Wednesday, November 29, 2006

Um Ivanhoé

Enquanto isso, no passado, Nicholas Glendoning virava mais um copo de whisky, os cotovelos apoiados no balcão de madeira escura do The Trooper. Era sexta-feira, começo da noite. O pub estava começando a encher e os sons e cheiros se tornavam mais familiares: a música saindo da jukebox, os gritos dos jogadores de dardos, a fumaça dos cigarros e o cheiro de comida. O calendário berrava a data: setembro, 1974.

Como foi que ele se enfiara naquela situação ridícula?

Repassava mentalmente a cena. Podia se lembrar bem da primeira vez em que ele a vira. Noite de São Valentim, 1972. Estava bêbado, para variar, e Edward o levou para casa com a dificuldade costumeira. Stella estava no banco do carona, observando-o como se ele fosse um marciano recém-aterrisado em Norwich.

A única lembrança que tinha daquela noita em especial foi a de ter se erguido, com dificuldade, nos braços de Edward, e declamado alguma bobagem do Ivanhoé - provavelmente alguma coisa sobre a beleza de Rebecca, que tinha cabelo escuro como a filha de seu anjo protetor.

Porque só aquele título explicava a função de Edward Morris em sua vida. Desde a primeira vez que se encontraram, nos balcões do The Trooper, o velho jardineiro tomava conta dele como se fosse um filho dileto. E Nicholas aceitava o tratamento sem protestar. Era bom ter alguém por perto.

Os anos se passaram e Nicholas conhecera Honoria. De certo modo eles eram água e óleo, mas ela era louca por ele. Edward dava conselhos, ajudava no que era possível. Honoria passou a adorar Edward, como se ele fosse da família.

E estupidamente Nicholas passou a adorar Stella. Veladamente, cortês como um dos cavaleiros de Sir Walter Scott. Sentia-se o próprio Ivanhoé, tendo Honoria como Rowena e Stella como Rebecca.
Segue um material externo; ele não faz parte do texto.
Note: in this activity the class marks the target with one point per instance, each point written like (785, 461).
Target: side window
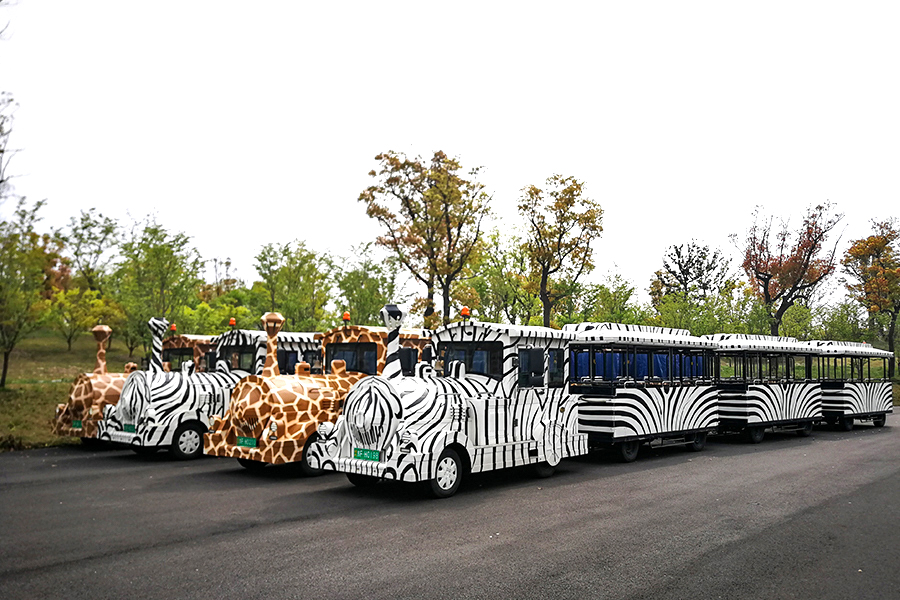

Ele admitia que era ridículo. Mas, ridículo ou não, era a situação na qual ele estava envolvido.

E naquela noite, Stella viera lhe contar sobre um rapaz que ela conhecera. Um estudante na universidade, um sujeito cabeludo chamado Arthur.

Ela estava apaixonada. Stella Smith-Morris, que nenhum homem parecia ser capaz de notar, vendo o mundo em technicolor por causa de um magrelo de Cambridge. E sendo amada em retorno.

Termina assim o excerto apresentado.